OBJECTIVES: Instead of the mismatch in MRI between the perfusion-weighted imaging (PWI) lesion and the smaller diffusion-weighted imaging (DWI) lesion (PWI-DWI mismatch), clinical-DWI mismatch (CDM) has been proposed as a new diagnostic marker of brain tissue at risk of infarction in acute ischemic stroke. The Alberta Stroke Program Early CT Score (ASPECTS) has recently been applied to detect early ischemic change of acute ischemic stroke. The present study applies the CDM concept to DWI data and investigated the utility of the CDM defined by the NIH Stroke Scale (NIHSS) and ASPECTS in patients with non-lacunar anterior circulation infarction. METHODS: Eighty-seven patients with first ever ischemic stroke within 24 hours of onset with symptoms of non-lacunar anterior circulation infarction with the NIHSS score>or=8 were enrolled. Initial lesion extent was measured by the ASPECTS on DWI within 24 hours, and initial neurological score was measured by the NIHSS. As NIHSS>or=8 has been suggested as a clinical indicator of a large volume of ischemic brain tissue, and the majority of patients with non-lacunar anterior infarction with score of NIHSS<8 had lesions with ASPECTS>or=8 on DWI, so CDM was defined as NIHSS>or=8 and DWI-ASPECTS 8>or=. We divided patients into matched and mismatched patient groups, and compared them with respect to background characteristics, neurological findings, laboratory data, radiological findings and outcome.

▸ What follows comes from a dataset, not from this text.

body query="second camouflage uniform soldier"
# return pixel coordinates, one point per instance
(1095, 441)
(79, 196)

RESULTS: There were 35 CDM-positive patients (P group, 40.2%) and 52 CDM-negative patients (N group , 59.8%). P group patients had a higher risk of early neurological deterioration (END) than N group patients (37.1% vs 13.5%, p<0.05), which were always accompanied by lesion growth defined by 2 or more points decrease on ASPECTS (36 to 72 hours after onset on CT). The NIHSS at entry were significantly lower in the P group, but there was no difference in the outcome at three months measured by the modified Rankin Scale. However, CDM was not an independent predictor of END by multiple logistic regression analysis. CONCLUSIONS:Patients with CDM had high rate of early neurological deterioration and lesion growth. CDM defined as NIHSS>or=8 and DWI-ASPECTS>or=8 can be another marker for detecting patients with tissue at risk of infarction, but more work is needed to clarify whether this CDM method is useful in acute stroke management.